Moi, Benjamin Franklin, après avoir considéré le testament précédent, ou ci-joint, je crois à propos d'y ajouter le présent codicile.
L'un de mes anciens et invariables principes politiques, est que, dans un état démocratique, il ne doit point y avoir d'emploi lucratif, par les raisons détaillées dans un article que j'ai rédigé dans notre constitution ; et lorsque j'ai accepté la place de président, mon intention a été d'en consacrer les honoraires à l'utilité publique. En conséquence, j'ai déjà légué, par mon testament du mois de juillet dernier, des sommes considérables aux colléges, et pour construire des églises. J'ai, de plus, donné deux mille livres sterlings à l'état de Pensylvanie, pour être employées à rendre le Skuylkil navigable. Mais apprenant depuis, que cette somme est très-insuffisante pour un pareil ouvrage, et que vraisemblablement l'entreprise n'aura pas lieu de long-temps, j'ai conçu une autre idée, que je crois d'une utilité plus étendue. Je révoque donc et annulle le legs qui devoit servir aux travaux du Skuylkil ; et je désire qu'une partie des certificats, que j'ai pour ce qui m'est redû de mes honoraires de président, soit vendue pour produire deux mille livres sterlings, dont on disposera, comme je vais l'expliquer.

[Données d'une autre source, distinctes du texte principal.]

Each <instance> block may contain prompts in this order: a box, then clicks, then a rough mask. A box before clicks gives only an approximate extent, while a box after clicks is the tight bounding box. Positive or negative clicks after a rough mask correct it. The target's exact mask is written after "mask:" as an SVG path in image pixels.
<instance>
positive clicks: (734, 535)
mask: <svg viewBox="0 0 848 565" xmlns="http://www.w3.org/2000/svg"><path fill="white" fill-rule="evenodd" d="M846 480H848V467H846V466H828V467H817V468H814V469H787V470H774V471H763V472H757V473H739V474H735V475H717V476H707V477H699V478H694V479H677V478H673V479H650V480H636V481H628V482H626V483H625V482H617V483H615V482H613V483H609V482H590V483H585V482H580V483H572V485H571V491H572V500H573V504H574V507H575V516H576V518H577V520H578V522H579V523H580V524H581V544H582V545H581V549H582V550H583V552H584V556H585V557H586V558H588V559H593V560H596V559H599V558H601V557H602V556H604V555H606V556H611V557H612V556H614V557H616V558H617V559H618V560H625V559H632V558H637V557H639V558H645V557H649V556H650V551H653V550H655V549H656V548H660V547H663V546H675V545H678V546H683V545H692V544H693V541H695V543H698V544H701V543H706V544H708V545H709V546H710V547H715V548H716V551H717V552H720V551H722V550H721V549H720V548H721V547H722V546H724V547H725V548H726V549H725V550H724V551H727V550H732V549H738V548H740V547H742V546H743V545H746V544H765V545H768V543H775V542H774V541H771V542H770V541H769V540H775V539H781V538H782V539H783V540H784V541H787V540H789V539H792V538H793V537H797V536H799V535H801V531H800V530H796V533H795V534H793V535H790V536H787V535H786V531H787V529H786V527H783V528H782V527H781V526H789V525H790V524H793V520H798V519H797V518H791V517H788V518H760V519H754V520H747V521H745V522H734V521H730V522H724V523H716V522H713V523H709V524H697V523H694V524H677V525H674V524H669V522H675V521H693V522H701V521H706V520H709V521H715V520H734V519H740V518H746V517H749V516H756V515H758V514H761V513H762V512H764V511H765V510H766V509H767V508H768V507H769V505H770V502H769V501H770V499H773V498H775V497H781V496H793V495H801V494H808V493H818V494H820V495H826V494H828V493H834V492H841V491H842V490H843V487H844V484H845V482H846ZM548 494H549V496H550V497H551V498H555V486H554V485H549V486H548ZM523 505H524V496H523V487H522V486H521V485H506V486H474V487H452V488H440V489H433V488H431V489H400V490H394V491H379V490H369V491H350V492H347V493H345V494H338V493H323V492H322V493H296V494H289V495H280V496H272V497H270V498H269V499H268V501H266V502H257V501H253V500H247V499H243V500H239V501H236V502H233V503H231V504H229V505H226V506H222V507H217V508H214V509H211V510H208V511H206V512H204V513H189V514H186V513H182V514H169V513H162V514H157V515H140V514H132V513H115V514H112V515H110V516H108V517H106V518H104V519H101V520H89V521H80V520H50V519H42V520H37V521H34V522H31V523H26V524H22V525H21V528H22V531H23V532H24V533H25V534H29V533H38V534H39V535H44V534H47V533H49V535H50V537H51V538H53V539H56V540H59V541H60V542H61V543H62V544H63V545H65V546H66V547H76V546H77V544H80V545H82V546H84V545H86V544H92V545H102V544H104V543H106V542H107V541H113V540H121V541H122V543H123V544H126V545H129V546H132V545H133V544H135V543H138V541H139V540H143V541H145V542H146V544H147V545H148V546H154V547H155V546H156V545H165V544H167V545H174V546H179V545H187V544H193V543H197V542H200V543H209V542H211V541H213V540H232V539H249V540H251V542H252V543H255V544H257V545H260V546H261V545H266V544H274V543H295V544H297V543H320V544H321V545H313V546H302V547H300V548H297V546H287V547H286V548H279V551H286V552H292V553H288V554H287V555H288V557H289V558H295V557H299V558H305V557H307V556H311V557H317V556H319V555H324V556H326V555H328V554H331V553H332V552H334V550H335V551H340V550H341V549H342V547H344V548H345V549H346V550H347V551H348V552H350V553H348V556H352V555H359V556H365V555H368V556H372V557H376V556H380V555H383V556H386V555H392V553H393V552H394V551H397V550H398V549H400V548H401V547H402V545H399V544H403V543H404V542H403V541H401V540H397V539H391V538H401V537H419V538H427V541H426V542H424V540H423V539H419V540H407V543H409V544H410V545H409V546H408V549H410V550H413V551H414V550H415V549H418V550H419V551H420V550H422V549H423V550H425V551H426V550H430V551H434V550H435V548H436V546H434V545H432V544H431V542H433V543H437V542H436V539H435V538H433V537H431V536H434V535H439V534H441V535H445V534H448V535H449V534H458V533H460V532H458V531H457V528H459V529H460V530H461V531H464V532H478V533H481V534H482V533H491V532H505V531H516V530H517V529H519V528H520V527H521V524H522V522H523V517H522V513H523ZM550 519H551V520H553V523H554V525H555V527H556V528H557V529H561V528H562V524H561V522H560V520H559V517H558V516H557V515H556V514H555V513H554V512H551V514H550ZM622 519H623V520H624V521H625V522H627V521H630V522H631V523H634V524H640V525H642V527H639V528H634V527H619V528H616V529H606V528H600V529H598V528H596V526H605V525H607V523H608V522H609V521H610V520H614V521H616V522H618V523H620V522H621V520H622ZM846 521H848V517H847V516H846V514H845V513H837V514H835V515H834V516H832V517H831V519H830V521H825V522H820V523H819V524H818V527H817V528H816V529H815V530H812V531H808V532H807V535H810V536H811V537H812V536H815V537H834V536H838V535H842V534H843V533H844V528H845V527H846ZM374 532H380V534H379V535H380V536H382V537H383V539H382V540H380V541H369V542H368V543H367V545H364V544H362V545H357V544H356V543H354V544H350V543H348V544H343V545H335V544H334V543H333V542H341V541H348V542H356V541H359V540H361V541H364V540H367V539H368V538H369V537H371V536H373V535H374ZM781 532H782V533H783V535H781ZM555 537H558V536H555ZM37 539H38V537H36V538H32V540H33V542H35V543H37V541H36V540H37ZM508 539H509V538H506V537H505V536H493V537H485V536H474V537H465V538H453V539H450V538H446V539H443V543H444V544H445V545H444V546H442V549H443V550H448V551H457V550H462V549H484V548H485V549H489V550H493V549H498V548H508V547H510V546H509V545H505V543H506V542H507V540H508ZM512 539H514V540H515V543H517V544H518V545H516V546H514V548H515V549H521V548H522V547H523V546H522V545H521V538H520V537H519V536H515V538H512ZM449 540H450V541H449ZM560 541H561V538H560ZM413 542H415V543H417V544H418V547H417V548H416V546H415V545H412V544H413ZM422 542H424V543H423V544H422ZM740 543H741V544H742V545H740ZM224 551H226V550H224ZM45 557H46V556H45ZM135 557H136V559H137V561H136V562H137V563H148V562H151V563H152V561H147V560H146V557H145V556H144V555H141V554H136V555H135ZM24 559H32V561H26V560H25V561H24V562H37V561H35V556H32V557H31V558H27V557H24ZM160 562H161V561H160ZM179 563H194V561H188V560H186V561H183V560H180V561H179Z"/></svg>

L'on pense que celui qui reçoit un bien de ses ancêtres, est, en quelque sorte, obligé de le transmettre à ses descendans. Certes, je ne suis point dans cette obligation, moi, à qui mes ancêtres ni aucun de mes parens n'ont jamais laissé un schelling d'héritage. J'observe ceci, pour que ma famille ne trouve pas mauvais que je fasse quelques legs, qui ne sont pas uniquement à son profit.
Né à Boston, dans la Nouvelle-Angleterre, je dois mes premières connoissances en littérature aux libres écoles de grammaire de cette ville :
aussi ne les ai-je point oubliées dans mon testament.
Mais j'ai également des obligations à l'état de Massachusett, qui, sans que je l'aie demandé, m'a nommé son agent, pendant plusieurs années, et m'a accordé en conséquence des honoraires assez considérables. Quoiqu'en servant cet état, et en lui transmettant les lettres du gouverneur Hutchinson, j'aie perdu plus qu'il ne m'a jamais donné, je ne pense pas lui devoir moins de reconnoissance.
J'ai observé que parmi les artisans, les bons apprentis devenoient ordinairement de bons citoyens. J'ai moi-même, dans ma ville natale, commencé par apprendre le métier d'imprimeur ; et ensuite j'ai eu la facilité de m'établir à Philadelphie, parce que deux amis m'ont prêté de l'argent, qui a été la base de ma fortune, et la cause de tout ce que j'ai pu faire d'utile dans le cours de ma vie.—Je désire de pouvoir être encore de quelqu'utilité après ma mort, en formant et soutenant des jeunes gens, qui rendent service à leur pays, dans les deux villes que je viens de nommer.
Je donne donc en dépôt mille livres sterlings aux habitans de Boston, dans l'état de Massachusett, et mille livres sterlings à ceux de Philadelphie, afin que ces sommes soient employées de la manière suivante.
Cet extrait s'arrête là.